The US economy is growing at a steady pace, but there are potential threats that could affect it, according to the University of California Los Angeles Anderson Forecast second-quarter report for 2018.

Those threats include a trade war with US trading partners; uncertainties in Italian politics and their potential impact on the Eurozone; the potential withdrawal from NAFTA; and the likely victory of Andres Manuel Lopez Obredor in the July Mexican presidential elections.

Trade war was the biggest risk.

“A trade war implies higher tariffs and nontariff barriers that work as a tax on the American people that would raise prices and restrict output,” UCLA Anderson Forecast Senior Economist David Shulman wrote. “That is hardly the recipe for economic growth.”

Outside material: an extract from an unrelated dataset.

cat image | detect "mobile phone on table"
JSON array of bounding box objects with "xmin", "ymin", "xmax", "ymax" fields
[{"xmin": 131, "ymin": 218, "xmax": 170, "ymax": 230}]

The report expects US real gross domestic product to reach 3% for the balance of the year, but it will dip 2% in 2019 and 1% in 2020.

In addition, the report noted that the current strong job growth, which averaged 200,000 per month last year, is not sustainable in a full-employment economy. It expects job growth to average 133,000 per month for the rest of this year and decline to 85,000 per month in 2019 and 60,000 per month in 2020.

Also, the US unemployment rate is expected to drop to 3.4% next year but rise to 3.8% by the end of 2020.

The US trade deficit could increase to $814 billion in 2020 from $622 billion in 2017 as the US consumes more than it produces and must borrow to fund an increasing federal budget deficit.